Characterizing the risk of pesticide use on amphibian and reptile populations based on multiple, ecologically relevant responses

Environmental pollution is recognized as one of the major causes involved in amphibian and reptile declines, in spite of which these animals have not been traditionally considered in risk assessment of some pollutants like pesticides, being supposedly protected through data retrieved from other vertebrate taxa. The development of the Regulation (EC) 1107/2009 concerning the placing of Plant Protection Products on the market has recently established that amphibians and reptiles must be considered in risk assessments in terrestrial scenarios, being amphibian aquatic stages supposedly covered by fish-derived data.


The current situation faces two problems: on the one hand, reptiles and terrestrial amphibian stages must be tested as part of risk assessment that manufacturers must conduct before their products can be approved, according to EU Regulations 283/2013 and 284/2013, but because of the large information gaps in this contexts, there are not internationally-approved standardized protocols for chemical industry doing so. Therefore, a clear necessity for developing and validating methodologies useful to test pesticide toxicity on these animals exists. On the other hand, amphibian aquatic stages are still supposedly covered by fish-derived data, but available information in this regard is not clear enough, and whereas some reviews support that fish would indeed cover aquatic amphibians, other suggest that available information is still scarce to get relevant conclusions. One of the main limitations of the amphibian vs. fish comparisons is that they are usually restricted to the most common lethal or growth-related responses, while relevant endpoints at the physiological level are often ignored.

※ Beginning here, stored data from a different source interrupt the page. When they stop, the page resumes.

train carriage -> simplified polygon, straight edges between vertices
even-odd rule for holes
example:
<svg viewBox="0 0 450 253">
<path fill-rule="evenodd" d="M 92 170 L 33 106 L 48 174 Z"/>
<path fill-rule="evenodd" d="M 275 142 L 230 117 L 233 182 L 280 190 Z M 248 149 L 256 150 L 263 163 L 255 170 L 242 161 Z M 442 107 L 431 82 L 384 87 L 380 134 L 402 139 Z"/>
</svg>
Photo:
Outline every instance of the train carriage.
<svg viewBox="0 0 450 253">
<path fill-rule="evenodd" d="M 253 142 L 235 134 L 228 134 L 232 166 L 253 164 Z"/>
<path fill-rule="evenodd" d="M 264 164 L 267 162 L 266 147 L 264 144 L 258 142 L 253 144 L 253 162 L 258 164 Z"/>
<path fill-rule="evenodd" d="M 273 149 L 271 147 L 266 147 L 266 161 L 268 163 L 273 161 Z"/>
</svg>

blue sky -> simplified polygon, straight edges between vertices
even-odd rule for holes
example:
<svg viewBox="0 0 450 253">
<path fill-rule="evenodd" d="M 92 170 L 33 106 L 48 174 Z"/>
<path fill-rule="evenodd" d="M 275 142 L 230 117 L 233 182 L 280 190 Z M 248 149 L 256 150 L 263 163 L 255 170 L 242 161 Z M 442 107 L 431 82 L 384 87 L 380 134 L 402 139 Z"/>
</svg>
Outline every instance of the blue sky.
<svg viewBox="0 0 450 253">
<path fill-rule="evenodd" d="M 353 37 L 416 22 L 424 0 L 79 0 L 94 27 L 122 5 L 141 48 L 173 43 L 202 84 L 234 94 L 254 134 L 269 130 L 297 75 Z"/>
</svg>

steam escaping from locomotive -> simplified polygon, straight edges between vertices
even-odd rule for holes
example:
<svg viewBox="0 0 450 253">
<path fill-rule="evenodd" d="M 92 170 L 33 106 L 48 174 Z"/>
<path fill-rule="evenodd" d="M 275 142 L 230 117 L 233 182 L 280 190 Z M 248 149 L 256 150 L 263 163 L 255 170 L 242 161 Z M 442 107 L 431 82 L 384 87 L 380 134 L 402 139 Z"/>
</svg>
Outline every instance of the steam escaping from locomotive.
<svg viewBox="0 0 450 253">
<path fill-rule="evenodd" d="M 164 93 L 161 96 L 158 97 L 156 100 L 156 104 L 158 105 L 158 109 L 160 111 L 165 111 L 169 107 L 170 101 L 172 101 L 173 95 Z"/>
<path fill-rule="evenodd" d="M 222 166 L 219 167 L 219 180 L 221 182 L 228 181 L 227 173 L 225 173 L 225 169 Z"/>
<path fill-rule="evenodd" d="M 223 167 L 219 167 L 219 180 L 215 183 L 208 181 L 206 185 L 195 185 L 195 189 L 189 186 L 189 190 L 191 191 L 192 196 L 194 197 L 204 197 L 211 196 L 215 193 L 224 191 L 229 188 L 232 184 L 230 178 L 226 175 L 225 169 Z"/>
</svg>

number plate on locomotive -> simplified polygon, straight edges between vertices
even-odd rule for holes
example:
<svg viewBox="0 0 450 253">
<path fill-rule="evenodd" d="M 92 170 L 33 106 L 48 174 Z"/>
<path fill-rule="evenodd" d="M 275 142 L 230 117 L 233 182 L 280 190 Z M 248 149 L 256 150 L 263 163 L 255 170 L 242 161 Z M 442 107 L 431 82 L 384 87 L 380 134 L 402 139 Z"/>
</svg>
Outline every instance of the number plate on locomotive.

HerPesti project aims at clarifying uncertainties in the current situation of amphibians and reptiles within the EU legislative framework concerning agricultural pesticides and, if necessary, developing possible remediation measures. With this purpose, we will identify, on the one hand, the impact of pesticides on amphibian and reptile populations using ecologically relevant endpoints indicative of population status and viability, such as reproductive and social behaviours, immune response and pathogen resistance. A field monitoring in areas of pesticide use will serve to characterize the exposure in realistic scenarios. These endpoints might be further incorporated to a standardized toxicity testing procedure. On the other hand, we will test the degree of protection that current risk assessment protocols confer to amphibians in aquatic scenarios by comparing exposure risk and effects on native species, based again on ecologically relevant scenarios, with effects on surrogate taxa.

This project pursues the establishment of a fluent communication with industry and government sectors, providing the former with protocols to efficiently evaluate pesticide risks on amphibians and reptiles, and the latter with decision-making tools.